Rewrite

2021-05-20 01:21:20 +01:00 · 2021-05-20 01:21:20 +01:00 · b780f48282
parent ec83c9b7ed
commit b780f48282
2 changed files with 73 additions and 95 deletions
--- a/README.md
+++ b/README.md
@ -5,6 +5,7 @@ RTP audio podcasts downloader

 Requirements:
 - Python
+- Requests - https://docs.python-requests.org/en/master/
 - Beautiful Soup - http://www.crummy.com/software/BeautifulSoup/
 - wget

@ -15,7 +16,6 @@ Features:
 - Uses a different directory per progId

 Instructions:
- Extract the "bs4" directory from the Beautiful Soup package to the directory of the script.
 - Run the script with an argument that is the progId to download

 Example:
--- a/rtp.py
+++ b/rtp.py
@ -1,116 +1,94 @@
 #!/usr/bin/env python
 # -*- coding: utf-8 -*-
-# vim: tabstop=8 expandtab shiftwidth=4 softtabstop=4

-import urllib2
 import re
-import unicodedata
 import os
-import string
 import sys
-import time
+import string
+import requests
 from bs4 import BeautifulSoup

-months = {
-    'Jan': '01',
-    'Fev': '02',
-    'Mar': '03',
-    'Abr': '04',
-    'Mai': '05',
-    'Jun': '06',
-    'Jul': '07',
-    'Ago': '08',
-    'Set': '09',
-    'Out': '10',
-    'Nov': '11',
-    'Dez': '12'
-}

-scriptpath = os.path.dirname(os.path.realpath(__file__))
-validFilenameChars = "-_. %s%s" % (string.ascii_letters, string.digits)
+def fix_filename(filename):
+    filename = filename.replace(' ', '_')
+    safechars = bytearray(('_-.()' + string.digits + string.ascii_letters).encode())
+    allchars = bytearray(range(0x100))
+    deletechars = bytearray(set(allchars) - set(safechars))
+    return filename.encode('ascii', 'ignore').translate(None, deletechars).decode()

-def removeDisallowedFilenameChars(filename):
-    cleanedFilename = unicodedata.normalize('NFKD', filename).encode('ASCII', 'ignore')
-    return ''.join(c for c in cleanedFilename if c in validFilenameChars)
+def parse_episodes(progId):
+    page = 1
+    while True:
+        url = "https://www.rtp.pt/play/bg_l_ep/?listProgram={}&page={}".format(progId, page)
+        print("Scraping Page {} ({})".format(page, url))
+        response = requests.get(
+            url,
+            headers={
+                'User-agent': 'Mozilla/5.0',
+                'Cookie': 'rtp_cookie_parental=0; rtp_privacy=666; rtp_cookie_privacy=permit 1,2,3,4; googlepersonalization=1; _recid='
+                }
+        )
+        soup = BeautifulSoup(response.content, "html.parser")

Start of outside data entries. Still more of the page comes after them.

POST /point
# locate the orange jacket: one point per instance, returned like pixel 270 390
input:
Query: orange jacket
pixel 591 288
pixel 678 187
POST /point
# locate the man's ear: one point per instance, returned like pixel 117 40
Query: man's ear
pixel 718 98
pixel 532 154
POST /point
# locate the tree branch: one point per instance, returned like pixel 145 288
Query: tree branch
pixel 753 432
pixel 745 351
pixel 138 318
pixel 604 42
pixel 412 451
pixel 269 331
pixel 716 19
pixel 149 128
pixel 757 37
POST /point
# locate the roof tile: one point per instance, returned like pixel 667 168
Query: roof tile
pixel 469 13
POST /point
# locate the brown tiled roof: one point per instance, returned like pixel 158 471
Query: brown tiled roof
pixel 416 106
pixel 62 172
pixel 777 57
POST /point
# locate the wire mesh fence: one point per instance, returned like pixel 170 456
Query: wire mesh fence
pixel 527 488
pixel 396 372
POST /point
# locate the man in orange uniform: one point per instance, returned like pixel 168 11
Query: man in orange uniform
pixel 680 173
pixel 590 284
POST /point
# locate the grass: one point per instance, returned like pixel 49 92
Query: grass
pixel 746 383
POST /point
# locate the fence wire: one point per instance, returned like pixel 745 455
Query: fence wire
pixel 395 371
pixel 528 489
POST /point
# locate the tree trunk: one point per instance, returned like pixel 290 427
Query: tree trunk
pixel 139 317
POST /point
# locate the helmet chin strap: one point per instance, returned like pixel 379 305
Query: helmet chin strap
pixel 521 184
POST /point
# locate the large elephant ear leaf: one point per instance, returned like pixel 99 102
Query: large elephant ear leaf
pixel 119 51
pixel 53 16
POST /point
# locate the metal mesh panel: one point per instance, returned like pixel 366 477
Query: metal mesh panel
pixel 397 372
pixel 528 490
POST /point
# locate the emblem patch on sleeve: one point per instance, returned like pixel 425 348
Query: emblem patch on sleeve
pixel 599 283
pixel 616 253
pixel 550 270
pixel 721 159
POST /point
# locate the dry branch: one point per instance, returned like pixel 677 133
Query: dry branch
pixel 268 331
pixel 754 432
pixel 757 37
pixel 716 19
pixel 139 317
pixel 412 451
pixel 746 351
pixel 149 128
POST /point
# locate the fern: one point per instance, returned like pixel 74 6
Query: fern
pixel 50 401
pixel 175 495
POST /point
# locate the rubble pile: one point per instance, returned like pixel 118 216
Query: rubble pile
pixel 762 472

-def parseRTMP(url, title, progId):
-    url = 'http://www.rtp.pt' + url
+        if soup.find('article') is None:
+            sys.exit("No more pages.")

-    match = re.search(r"play/p\d+/(e\d+)/", url)
-    episode_id = match.group(1)
+        for article in soup.find_all('article'):
+            url = article.find('a')['href']
+            episode_date = article.find('span', {'class': 'episode-date'})
+            episode_title = article.find('h4', {'class': 'episode-title'})
+            yield {
+                'url': "https://rtp.pt{}".format(url),
+                'filename': fix_filename(
+                    "{}-{}.mp3".format(
+                        episode_date.text.strip(),
+                        episode_title.text.strip() if episode_title else ''
+                    )
+                )
+            }
+        page += 1

-    programpath = scriptpath+"/"+progId
-    if os.path.isdir(programpath) is False:
-        os.makedirs(programpath)
-    destfn = programpath + "/" + title + "_" + episode_id + '.mp3'
-    page = urllib2.urlopen(url)
-
-    match = re.search('file: "(.+?)",', page.read())
-    if match:
-        if os.path.isfile(destfn):
-            print "- Ja downloadada... a ignorar"
-            return False
-        print "- A sacar..."
-        cmd = 'wget "' + match.group(1) + '" -O "' + destfn + '"'
-        os.system(cmd + "> /dev/null 2>&1")
-        print "- Done"
-        return True
+def download_episode(episode, local_file):
+    response = requests.get(
+        episode['url'],
+        headers={
+            'User-agent': 'Mozilla/5.0',
+            'Cookie': 'rtp_cookie_parental=0; rtp_privacy=666; rtp_cookie_privacy=permit 1,2,3,4; googlepersonalization=1; _recid='
+            }
+    )
+    file_url = re.search(r"f = \"(.*?)\"", response.text)
+    if file_url:
+        cmd = "wget \"{}\" -O \"{}\" > /dev/null 2>&1".format(
+            file_url.group(1),
+            local_file
+        )
+        print("Downloading {} ...".format(local_file))
+        os.system(cmd)
+        print("Done.")

 if __name__ == "__main__":
    if len(sys.argv) != 2:
-        sys.exit("Correr com "+sys.argv[0]+" [progId]")
+        sys.exit("Run with {} [progId]".format(sys.argv[0]))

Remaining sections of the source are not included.